After a moment or two, he released her, pulling back as though he required the space in order to breathe.

She recognised the retreat for what it was—a necessary distance to maintain the boundaries they’d agreed to. “Goodnight, husband.”

“Goodnight.”

She reached the door, then paused and looked back.

“The locked door,” she said softly. “It is as much for your protection as for mine, isn’t it?”

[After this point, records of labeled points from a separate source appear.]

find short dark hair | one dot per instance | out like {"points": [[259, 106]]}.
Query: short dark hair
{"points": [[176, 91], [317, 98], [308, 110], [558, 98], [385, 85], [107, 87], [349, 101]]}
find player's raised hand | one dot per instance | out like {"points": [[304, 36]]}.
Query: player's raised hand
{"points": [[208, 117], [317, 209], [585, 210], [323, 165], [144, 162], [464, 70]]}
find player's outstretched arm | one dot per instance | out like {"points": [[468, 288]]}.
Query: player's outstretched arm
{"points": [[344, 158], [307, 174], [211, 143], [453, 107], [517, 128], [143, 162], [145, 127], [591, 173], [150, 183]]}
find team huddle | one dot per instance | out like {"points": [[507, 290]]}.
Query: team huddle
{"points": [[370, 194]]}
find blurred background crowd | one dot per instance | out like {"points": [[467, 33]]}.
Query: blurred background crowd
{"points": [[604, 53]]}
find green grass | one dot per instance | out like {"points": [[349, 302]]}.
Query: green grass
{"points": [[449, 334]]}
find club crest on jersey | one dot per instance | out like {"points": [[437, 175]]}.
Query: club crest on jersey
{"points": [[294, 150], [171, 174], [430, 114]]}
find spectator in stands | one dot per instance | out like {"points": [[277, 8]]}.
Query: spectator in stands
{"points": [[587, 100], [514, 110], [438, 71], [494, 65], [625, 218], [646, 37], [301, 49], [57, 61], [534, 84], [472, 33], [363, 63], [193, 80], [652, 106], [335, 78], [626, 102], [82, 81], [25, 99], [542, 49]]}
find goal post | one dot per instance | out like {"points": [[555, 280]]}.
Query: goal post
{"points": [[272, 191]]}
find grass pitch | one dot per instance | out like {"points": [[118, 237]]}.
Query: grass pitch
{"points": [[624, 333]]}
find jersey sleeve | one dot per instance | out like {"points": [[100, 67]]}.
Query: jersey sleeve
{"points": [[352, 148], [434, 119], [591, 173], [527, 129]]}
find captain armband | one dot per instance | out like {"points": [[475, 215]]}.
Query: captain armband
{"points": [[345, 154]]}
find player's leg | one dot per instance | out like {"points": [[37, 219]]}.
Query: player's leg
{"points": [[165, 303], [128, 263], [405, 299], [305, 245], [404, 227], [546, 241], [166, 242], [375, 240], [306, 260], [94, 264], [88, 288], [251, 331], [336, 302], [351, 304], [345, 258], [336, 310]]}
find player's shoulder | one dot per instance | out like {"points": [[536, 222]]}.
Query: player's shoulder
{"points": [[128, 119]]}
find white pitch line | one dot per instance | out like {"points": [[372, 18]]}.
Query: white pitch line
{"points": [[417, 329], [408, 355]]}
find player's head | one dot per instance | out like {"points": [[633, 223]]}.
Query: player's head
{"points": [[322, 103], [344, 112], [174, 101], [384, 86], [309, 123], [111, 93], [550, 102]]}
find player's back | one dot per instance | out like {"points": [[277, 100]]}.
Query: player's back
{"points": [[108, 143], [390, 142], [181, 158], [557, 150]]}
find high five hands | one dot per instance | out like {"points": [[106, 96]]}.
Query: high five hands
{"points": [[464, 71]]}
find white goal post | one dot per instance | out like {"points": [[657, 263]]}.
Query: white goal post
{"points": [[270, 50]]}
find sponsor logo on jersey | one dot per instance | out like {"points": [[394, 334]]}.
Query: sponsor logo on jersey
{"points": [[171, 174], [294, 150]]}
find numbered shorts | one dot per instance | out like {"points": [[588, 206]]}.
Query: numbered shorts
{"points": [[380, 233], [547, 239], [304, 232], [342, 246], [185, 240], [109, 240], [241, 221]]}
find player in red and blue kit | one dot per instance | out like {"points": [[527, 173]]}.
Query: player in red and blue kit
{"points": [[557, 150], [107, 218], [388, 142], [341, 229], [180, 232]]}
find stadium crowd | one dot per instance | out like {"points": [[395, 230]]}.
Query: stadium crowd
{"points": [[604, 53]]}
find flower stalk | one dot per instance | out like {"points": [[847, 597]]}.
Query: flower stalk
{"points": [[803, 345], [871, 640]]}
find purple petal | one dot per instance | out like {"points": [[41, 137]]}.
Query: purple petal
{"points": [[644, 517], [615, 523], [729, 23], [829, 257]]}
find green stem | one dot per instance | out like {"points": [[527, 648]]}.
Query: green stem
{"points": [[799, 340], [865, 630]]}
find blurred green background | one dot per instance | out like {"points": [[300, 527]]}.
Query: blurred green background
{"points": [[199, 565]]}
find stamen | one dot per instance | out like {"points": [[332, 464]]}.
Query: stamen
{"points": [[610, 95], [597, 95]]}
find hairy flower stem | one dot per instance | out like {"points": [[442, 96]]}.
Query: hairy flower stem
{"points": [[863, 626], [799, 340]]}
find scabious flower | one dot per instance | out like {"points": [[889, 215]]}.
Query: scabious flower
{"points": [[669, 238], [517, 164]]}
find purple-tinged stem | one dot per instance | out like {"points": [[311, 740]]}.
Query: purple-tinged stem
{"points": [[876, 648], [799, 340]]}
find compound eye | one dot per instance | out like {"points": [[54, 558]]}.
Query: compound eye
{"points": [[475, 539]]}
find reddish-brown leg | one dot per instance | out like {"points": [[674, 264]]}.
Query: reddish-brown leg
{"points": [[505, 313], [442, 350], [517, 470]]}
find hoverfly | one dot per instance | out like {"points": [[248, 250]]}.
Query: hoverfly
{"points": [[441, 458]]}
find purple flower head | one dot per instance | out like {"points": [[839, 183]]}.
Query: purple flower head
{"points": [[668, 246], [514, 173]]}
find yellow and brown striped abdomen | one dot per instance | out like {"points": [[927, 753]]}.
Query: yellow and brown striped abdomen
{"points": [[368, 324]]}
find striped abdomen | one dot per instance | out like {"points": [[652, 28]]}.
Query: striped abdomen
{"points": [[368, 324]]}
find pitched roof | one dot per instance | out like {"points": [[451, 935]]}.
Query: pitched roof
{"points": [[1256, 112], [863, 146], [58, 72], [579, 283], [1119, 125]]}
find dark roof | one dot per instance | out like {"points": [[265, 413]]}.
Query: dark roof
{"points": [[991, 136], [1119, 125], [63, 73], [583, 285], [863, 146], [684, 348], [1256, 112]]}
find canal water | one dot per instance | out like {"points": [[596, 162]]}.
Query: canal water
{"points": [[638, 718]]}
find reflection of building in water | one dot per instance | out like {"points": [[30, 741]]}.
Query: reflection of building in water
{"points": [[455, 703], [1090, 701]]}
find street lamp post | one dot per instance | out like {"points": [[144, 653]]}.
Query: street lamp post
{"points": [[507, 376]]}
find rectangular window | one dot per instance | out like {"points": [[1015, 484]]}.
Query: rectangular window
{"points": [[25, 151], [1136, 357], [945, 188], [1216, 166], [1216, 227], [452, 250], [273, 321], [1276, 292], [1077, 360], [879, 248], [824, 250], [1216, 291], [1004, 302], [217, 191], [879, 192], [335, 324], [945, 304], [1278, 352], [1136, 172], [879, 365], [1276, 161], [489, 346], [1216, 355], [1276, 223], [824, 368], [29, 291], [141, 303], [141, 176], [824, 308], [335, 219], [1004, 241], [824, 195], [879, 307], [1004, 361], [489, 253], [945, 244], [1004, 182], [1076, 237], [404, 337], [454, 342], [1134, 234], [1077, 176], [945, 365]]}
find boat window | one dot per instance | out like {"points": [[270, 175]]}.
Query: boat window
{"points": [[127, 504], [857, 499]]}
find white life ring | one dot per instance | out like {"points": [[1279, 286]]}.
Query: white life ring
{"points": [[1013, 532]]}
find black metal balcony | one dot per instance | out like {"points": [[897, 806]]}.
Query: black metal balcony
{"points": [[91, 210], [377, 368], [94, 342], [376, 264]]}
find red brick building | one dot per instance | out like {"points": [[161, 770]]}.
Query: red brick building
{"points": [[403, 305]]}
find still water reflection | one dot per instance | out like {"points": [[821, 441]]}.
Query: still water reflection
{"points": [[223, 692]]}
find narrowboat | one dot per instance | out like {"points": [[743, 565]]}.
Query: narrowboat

He hesitated. “Perhaps more.”

“Then keep it locked,” she said. “Until you’re ready.”

“And if I never am?”

“Then we shall make do with a very unusual marriage.”

She left him then, climbing the stairs to her chambers—to the locked door and everything it symbolised.

But as she readied herself for bed, she found her thoughts returning not to that locked door, but to the unlocked one they had opened together. The one filled with old ghosts and new truths.

Some doors, she thought, were meant to be opened slowly. With care. With time.

But oh, how she ached to pick the lock and discover what waited on the other side.